We piled in a car and headed down to the South side of the city by the airport. We walked into the gun shop. I put down my two certificates and I am handed two shotguns and two boxes of shells. Just like that. We received zero instruction on how to handle, load or shoot the guns. Just peace be with you, and go with God.
This explains the size of the bruise I currently have on my right shoulder. The recoil bruise is larger than the palm of my hand; I literally look like I took a punch. Both of my arms feel like they are broken because I didn't know how to load the shotgun and I exerted way more effort than was necessary.
Ruining your shoulder is probably the worst thing to do before your weekly kickball game. This season I decided not to play softball with my friends, but instead play kickball with the people I met over the fall kickball and winter dodgeball seasons. The team I joined was the team that we always looked forward to playing because they were so friendly and fun. Besides, with Schmoozer and Katie, Government Mule and Jenna, Harvey and her husband, and Vince and his girlfriend, my group is all coupled up. Great for them and blah, blah, blah, I don't want to be dependent on them anymore for my social life. They've all been hibernating doing couple-y stuff and I feel like an asshole when I hear about their dinners, etc. that I wasn't invited to. So maybe the story should start here: I branched out on my own in an effort to make new friends.

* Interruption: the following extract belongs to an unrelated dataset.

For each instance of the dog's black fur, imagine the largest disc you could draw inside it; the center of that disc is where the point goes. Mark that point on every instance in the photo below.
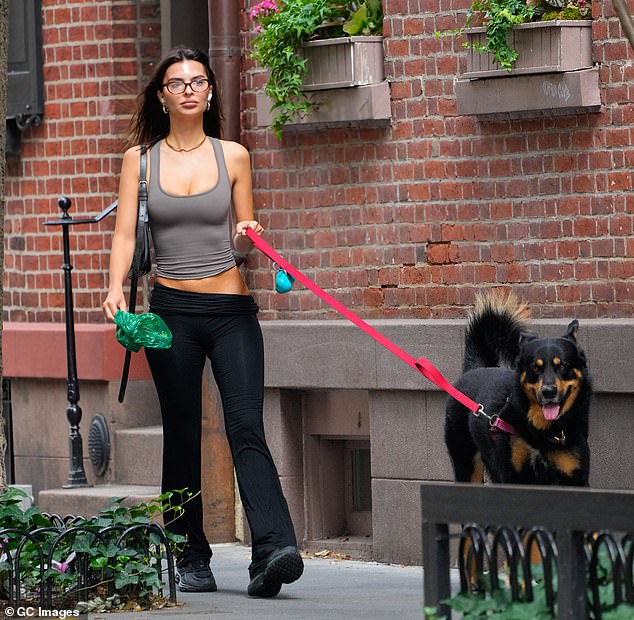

I walked out onto the kickball field. Everyone has been accepting of me, but I've been struggling with feeling like an outsider. Like my own group of friends, their group has a lot of history and they do a lot of activities together. For instance, no one showed up to the game on Saturday because they took a booze bus to the stadium to watch the season opener of baseball. I wasn't invited, therefore I wasn't hung over, so I was present at the game with a handful of other people. We didn't have enough female players according to coed rules. We should have forfeited the game. Instead we got to play, but got an automatic out whenever we reached the end of our lineup and a fourth female player wasn't present to kick.
Whereas I usually play catcher, a useless position for a kickball game, I had to play second base instead. It was this fact—I had to play second base because everyone else was hungover from the booze bus—that I became a full-fledged member of the group. When the runner headed to second base (coincidentally enough, it was Clemson, the guy who asked for my number a couple of days ago), the first baseman shouted my name and threw me the ball. I saw the ball heading towards me and I screamed, "Noooo!" I didn't want the ball; I can't catch the ball. But unlucky in guns, lucky in kickball. I caught the ball, tapped my foot on the base and got out the guy who had been trying to score on me in more ways than one. I earned my spot on the team. Maybe this is where the story should start.
We lost the game. Of course we did: we were outnumbered and getting outs every inning just because we didn't have enough people. But the score was 6 to 4 and I was proud. We headed to the team bar. Two boys sandwiched me at the bar while the rest of the team sat at a booth. The three of us ordered pitchers of beer and swapped stories .
"So what are you doing tonight?" asked First Baseman.
"I was supposed to be painting, but my shoulder is killing me." I lifted up the sleeve of my t-shirt and exposed my bruise from the shotgun. He recoiled and I explained about the lack of direction.
"You should have told me! I would have taken you shooting!" he exclaimed.
"Well, where were you?" I shot back.
"Here, let me get your number. I'll take you tomorrow and show you how it is properly done."
The guy on the other side of me spoke up. "Wait! I want to go shooting too!" It was Statham. Statham was the first guy I met playing dodgeball in December. It was his team we played against and won that day. While the rest of his team was celebrating their win, he was telling me about his awful night on the booze bus and how it ended with him breaking up with his girlfriend.
As First Baseman was trying to get me to go to a club with him that night, some girls appeared behind me. They were going to a drag show and meeting up for dinner beforehand. They invited me out to girl's night with them.
First Baseman looked at me, "We'll do the club in a couple of weeks," he said. "Go with the girls."
The girl turned towards him, "Come with us! Meet us for dinner!"
First Baseman accepted. So did Statham. And so did Clemson when I invited him as I was leaving.
I was showing up to girl's night with three guys. This is where the story starts.